Unfamiliar data not represented in few-shot prompt examples increases the defect rate.
Unexpected formats in documents can introduce retrieval defects due to chunking.

The more you know about the data, the simpler and more reliable you can build a system to work with it. So use this knowledge when it’s available and design flexibly when it’s not.

Access Control ( vs )

Possibly the most mundane of the differences between the data in consumer and enterprise applications is who is allowed to access it. In consumer applications, this is typically straightforward: a user can access their data, but others can’t (except maybe an admin). However, in enterprises, this situation can become extremely complex, with numerous and frequently updating access groups for particular resources and different tiers of access. The stakes are often high, with employees needing access to certain data to perform their jobs but also needing access immediately revoked if they leave that role.

REAL-WORLD EXAMPLES:

Enterprise Data

Product line documentation
HR records

Consumer Data

Crypto brokerage transactions
Frequent flyer account

IMPLICATIONS FOR YOUR PROJECT

Unfortunately, there’s no way to avoid a lot of engineering to implement access control properly.

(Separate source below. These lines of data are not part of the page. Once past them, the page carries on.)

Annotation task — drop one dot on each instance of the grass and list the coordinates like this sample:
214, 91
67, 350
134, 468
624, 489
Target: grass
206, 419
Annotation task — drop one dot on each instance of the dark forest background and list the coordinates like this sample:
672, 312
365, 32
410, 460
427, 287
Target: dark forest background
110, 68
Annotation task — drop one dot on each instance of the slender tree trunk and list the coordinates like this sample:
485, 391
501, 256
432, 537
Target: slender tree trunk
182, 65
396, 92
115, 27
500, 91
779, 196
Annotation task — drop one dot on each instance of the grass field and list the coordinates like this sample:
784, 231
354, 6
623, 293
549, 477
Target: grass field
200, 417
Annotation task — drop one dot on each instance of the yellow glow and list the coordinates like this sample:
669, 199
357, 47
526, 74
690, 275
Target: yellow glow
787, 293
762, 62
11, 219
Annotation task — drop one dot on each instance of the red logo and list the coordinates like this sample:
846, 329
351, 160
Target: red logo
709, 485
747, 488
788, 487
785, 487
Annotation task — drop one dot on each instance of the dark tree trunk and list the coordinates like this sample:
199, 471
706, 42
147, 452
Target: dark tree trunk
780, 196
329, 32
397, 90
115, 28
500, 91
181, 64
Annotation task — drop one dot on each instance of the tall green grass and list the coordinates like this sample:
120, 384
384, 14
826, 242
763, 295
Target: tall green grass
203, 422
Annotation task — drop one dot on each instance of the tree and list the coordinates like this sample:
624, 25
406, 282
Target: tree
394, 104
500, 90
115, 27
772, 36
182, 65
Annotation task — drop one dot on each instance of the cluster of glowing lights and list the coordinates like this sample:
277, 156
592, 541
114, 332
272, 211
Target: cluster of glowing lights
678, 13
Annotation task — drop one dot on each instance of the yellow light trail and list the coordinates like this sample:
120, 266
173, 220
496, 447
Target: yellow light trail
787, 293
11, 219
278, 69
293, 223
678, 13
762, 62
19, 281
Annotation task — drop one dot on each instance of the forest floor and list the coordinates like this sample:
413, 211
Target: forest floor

The best thing you can do for your project is to recognise this early and make sure you have the engineering expertise and client access necessary to figure it out. Definitely look to integrate with the data source’s identity provider if applicable, and look out for frameworks to help with the integration. Still, there are many decisions to be made about how your system handles different user groups, for example, in a system involving retrieval, will results be filtered before or after being retrieved (sometimes called early vs late-binding)?

Conclusion

I hope this article will raise some flags at the beginning of your enterprise LLM project that save you time later on, and help you form a de-biased intuition around LLM projects.